牧歌的なTwitterを思い出す~千葉雅也『ツイッター哲学 別のしかたで』を読む~
インターネットとの距離感を考えて、そろそろ一年。距離感どころか関わらない方がいいという結論に傾きつつある。
「SNSはクソだぜ。あそこに見る価値があるものなんてねえよ。」
そう語ったのは我が親友だが、自分も概ね同じ考えであった。そんな話をしながらも親友に自分は言う。
「でも、そんなドブ川みたいなタイムラインでもお前の投稿は楽しみにしてる。」
「そう、俺はみんなに「お届けする」感覚だからな!多いに楽しみにしてくれて結構!」
自信100%の我が親友はさておき、彼のような、誰かのツイートを楽しみにするというのは、少し前なら珍しいことではなかった気がする。始めたばかりの頃のツイッターはもう少しのんびりしていたと思う。何でこんなにもスカッとしない場所になったんだろうとふと思った。
千葉雅也先生の『ツイッター哲学 別のしかたで』を読みながら、10年以上前のTwitterに思いを馳せてみる。

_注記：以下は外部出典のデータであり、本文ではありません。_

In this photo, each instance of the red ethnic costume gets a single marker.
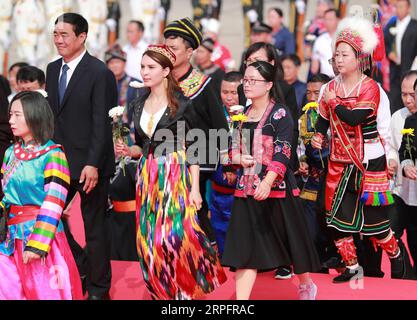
(357, 197)
(264, 235)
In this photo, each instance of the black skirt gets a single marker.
(265, 235)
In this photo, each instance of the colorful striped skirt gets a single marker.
(176, 257)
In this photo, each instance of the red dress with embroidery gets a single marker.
(345, 209)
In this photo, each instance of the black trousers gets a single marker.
(203, 217)
(93, 261)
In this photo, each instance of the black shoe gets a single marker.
(105, 296)
(348, 274)
(398, 267)
(283, 273)
(333, 263)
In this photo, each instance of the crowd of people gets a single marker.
(211, 167)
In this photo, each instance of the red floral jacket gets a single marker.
(271, 151)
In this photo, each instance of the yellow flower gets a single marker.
(240, 117)
(310, 105)
(408, 131)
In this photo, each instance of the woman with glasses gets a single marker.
(357, 196)
(267, 227)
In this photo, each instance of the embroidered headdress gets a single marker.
(359, 33)
(164, 50)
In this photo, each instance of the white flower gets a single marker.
(136, 84)
(43, 93)
(116, 111)
(236, 108)
(393, 31)
(310, 37)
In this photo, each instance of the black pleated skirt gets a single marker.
(267, 234)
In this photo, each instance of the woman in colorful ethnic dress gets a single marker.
(35, 260)
(176, 257)
(268, 228)
(357, 196)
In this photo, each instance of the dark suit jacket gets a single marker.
(408, 44)
(82, 123)
(410, 123)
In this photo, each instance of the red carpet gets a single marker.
(127, 282)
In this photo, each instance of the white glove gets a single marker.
(111, 24)
(252, 15)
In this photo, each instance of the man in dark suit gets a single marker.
(81, 90)
(401, 49)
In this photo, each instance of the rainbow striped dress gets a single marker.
(177, 259)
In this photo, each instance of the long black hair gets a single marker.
(267, 71)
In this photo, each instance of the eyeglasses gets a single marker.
(251, 82)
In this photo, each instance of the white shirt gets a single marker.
(323, 51)
(401, 26)
(383, 120)
(72, 65)
(144, 120)
(133, 58)
(396, 125)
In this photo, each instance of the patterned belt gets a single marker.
(221, 189)
(23, 214)
(124, 206)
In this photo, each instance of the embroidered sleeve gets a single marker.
(352, 117)
(324, 110)
(283, 130)
(56, 184)
(369, 96)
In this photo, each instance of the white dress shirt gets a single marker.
(72, 65)
(401, 26)
(145, 118)
(133, 58)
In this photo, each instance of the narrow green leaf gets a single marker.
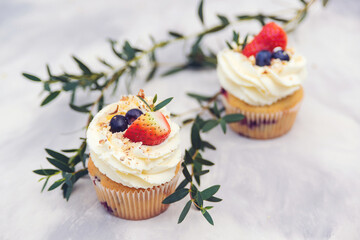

「授業なう」とか「バイトなう」とか言ってた連中はどこに行ったんだろう。なうは死語なのかもしれない。「授業なう」とかつぶやいたら、終わった後の遊びの誘いとかが友達から来たり。そういうのが楽しみだった。
ツイッターが牧歌的だった頃に思ってたことの一つとして、身近な誰かがたまに心の内を吐露してるのが面白かった。今みたいに冷笑的に見るのではなく、「あ、こいつもこういう風に思う事あるんだー」みたいな、ギャップというか新たな一面を発見する感じだ。あれは、新しい人間関係が始まりそうな予感がして好きだった。
自分にもあった、そんな時期。一方で、その場にいた親や先生に「それ、意味間違えてるよ」と指摘された時の恥ずかしさもよく覚えている。あの時、ちゃんとした大人がまわりにいて良かったと思うし、自分もそういう存在になりたいんだけど、現実ではそういう大人はあまり求められていないんじゃないかとすら感じてしまう今日この頃。
この文化も危険になったよねという話を、ついこの前友達としたばかりである。ツイッターはいつから庶民の公会議場になったんだろう。夫婦や恋人同士の、「相手から受けた扱いがいかに酷いか」を訴えるツイートがコレでもかというくらい流れてくる。…宮台真司の話だし、間違ってないよね?
最近、世の中にはコントロールフリークが多過ぎる。みなさん、疲れないのかしら。そして、疲れるくらいに誰かを攻撃しているけど、その割には得るものが少ないだろうなと思っている。
自分の生活でいうと、こういう友達を親友と読んでいる気がする。何かに行き詰まった時、彼らと美味い酒と飯を囲んで、どうでも良い話を、たまに出る至言を大切にしていきたい。
今日の結論:ネットよりも友達と話してる方が楽しい。